Artistic Expression vs. "The Twelve Days of Christmas"

Though we all find ourselves somewhere on the “Holiday Cheer Spectrum (HCS)” between the Grinch and Buddy the Elf, none of us can deny that the season of Advent is a unique time in the Church year. As worship team members, this is particularly evident, as we re-open the same dusty binder or remote Planning Center folder of Christmas songs for yet another ride through the circuit of holiday classics. While scrambling to find the band members brave enough to conquer charts with chord changes more reminiscent of jazz standards than worship choruses, simultaneously ensuring that every church member’s favorite carol is sung a satisfying amount of times over the span of four weeks, we may feel as though the very thing that should have us singing “fahoo fores dahoo dores” is the same thing stealing our Who pudding and rare Who roast beast. Sometimes, making Christmas music work makes musicians dislike Christmas music.

As a worship leader who prides himself in his ability to be artistically expressive, I can relate to feeling pigeon-holed by the holiday season. I feel trapped, knowing that the band can only deviate from the expected Christmas repertoire so much without seeming like it’s neglecting the season entirely, and can alter the execution of individual songs even less so.

This year in particular, I felt ensnared by a song that isn’t even religious in nature: “The Twelve Days of Christmas.” As part of our Christmas celebration last year, we sang the popular gift-giving song with a decided amount of congregational participation, complete with hand motions, call-and-response, and specialized roles for each section of seats. This flurry of activity, combined with the songs already hectic, frenzied nature, made the instrumental side of things especially chaotic. How we got through the song mistake-free was beyond comprehension, and it didn’t seem worth it to go through so much trouble to create a moment over a song that was as directly tied to the true meaning of Christmas as the Abominable Snow Monster of The North.

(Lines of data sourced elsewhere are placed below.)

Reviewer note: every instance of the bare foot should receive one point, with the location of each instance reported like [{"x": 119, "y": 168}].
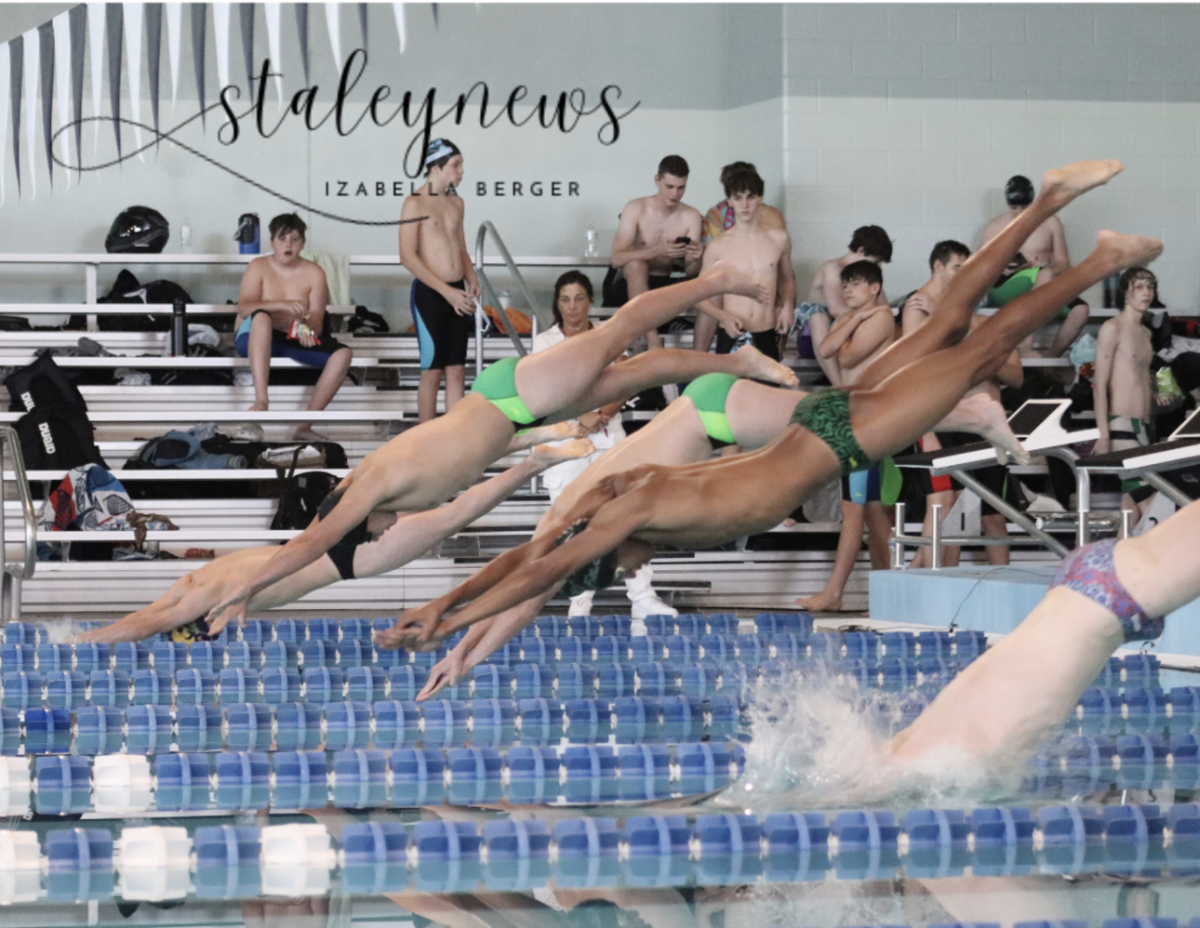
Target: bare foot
[
  {"x": 546, "y": 455},
  {"x": 1126, "y": 251},
  {"x": 760, "y": 367},
  {"x": 822, "y": 602},
  {"x": 305, "y": 433},
  {"x": 735, "y": 280},
  {"x": 985, "y": 417},
  {"x": 1062, "y": 185}
]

I vowed that we wouldn’t reprise the song in 2015, and was fully intending to make good on my promise, until I had a fateful conversation with another church member (we’ll call her Cindy Lou), who asked me if I had any special plans for this year’s Christmas Celebration. After gushing about how excited I was about the various elements of the upcoming gathering, I remarked about how glad I was that we wouldn’t be doing “The Twelve Days of Christmas” again, expecting to hear a response that affirmed my distaste for the volatile song. Instead, I was surprised to hear Cindy say:

“Really? Bummer! That was everyone’s favorite part last year. It’s the main thing people remember. It was so much fun.” After trying to convince myself that she had no idea what she was talking about, I had to admit that there was obvious truth to what Cindy Lou had said, which rings true year-round.

In reality, pastoring people effectively with the music that you sing trumps your pursuit of musical expression, and it always should. Practically, this means that you shouldn’t alter the melody of familiar songs in a way that is too drastic for your congregation to follow, even if it sounds cool. It means that you probably shouldn’t sing songs that have compound meters or non-diatonic harmony, even though those things are awesome, since they’ll probably make it hard for your congregation to participate. As much as I didn’t want to admit it, in my case, pastoring my people effectively with the songs we sing means that we’re going to sing “The Twelve Days of Christmas” again this Sunday night, because it helps our people find real joy in a God who has given us something more precious than anything on earth: Himself.

Even though I don’t necessarily want to deal with Baroque bass lines, major two chords, or traditions that I think are dusty or played-out, those things are worth it if it means we get Christmas. If you feel trapped by the season sometimes, like I do, let's encourage each other to lean straight into it, fully convinced that God will change our hearts and allow us to find real joy in Him.